Step 1: Compute Pairwise Similarities in High-Dimensional Space

For each pair of points \(x_i\) and \(x_j\), compute the conditional probability that \(x_i\) would pick \(x_j\) as its neighbor.

\[p_{j|i} = \frac{\exp(-\|x_i - x_j\|^2 / 2\sigma_i^2)}{\sum_{k \neq i} \exp(-\|x_i - x_k\|^2 / 2\sigma_i^2)}\]

Step 2: Symmetrize the Probability Distribution

Define the joint probability \(p_{ij}\) as the symmetrized conditional probabilities.

\[p_{ij} = \frac{p_{j|i} + p_{i|j}}{2N}\]

Step 3: Compute Pairwise Similarities in Low-Dimensional Space

Use a similar probability distribution with a Student-t distribution in the low-dimensional space.

\[q_{ij} = \frac{(1 + \|y_i - y_j\|^2)^{-1}}{\sum_{k \neq l}(1 + \|y_k - y_l\|^2)^{-1}}\]

Step 4: Minimize the Kullback–Leibler Divergence

Minimize the Kullback–Leibler divergence between the high-dimensional and low-dimensional probability distributions.

\[KL(P\|Q) = \sum_{i \neq j} p_{ij} \log \frac{p_{ij}}{q_{ij}}\]

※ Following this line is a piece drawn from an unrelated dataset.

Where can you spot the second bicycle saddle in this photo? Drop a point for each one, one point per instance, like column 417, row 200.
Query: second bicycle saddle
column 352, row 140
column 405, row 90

The goal of minimizing \(KL(P||Q)\) is to adjust the positions of points in the low-dimensional space (\(y_i\)) such that \(Q\) resembles \(P\) as closely as possible, thereby ensuring that the t-SNE embeddings faithfully represent the original data’s structure. This optimization process is typically achieved through gradient descent, iteratively adjusting the points’ positions to reduce the KL divergence until a stable, low-dimensional representation of the data is found.

Application of t-SNE

To apply t-SNE to the MNIST dataset, we first preprocess the data by flattening each image from a 28x28 matrix into a 784-dimensional vector and normalizing the pixel values to the range [0, 1]. The Rtsne package in R is used to perform t-SNE on the flattened dataset, with a focus on hyperparameter tuning to achieve optimal visualization results. The perplexity parameter, a key hyperparameter for t-SNE, is set to 30, and the algorithm is allowed to run for 1000 iterations to ensure convergence (for now, the optimization will be done later on).

# Flatten the images to a 2D matrix where each row is an image
train_images_flat <- array_reshape(train_images, c(dim(train_images)[1], dim(train_images)[2] * dim(train_images)[3]))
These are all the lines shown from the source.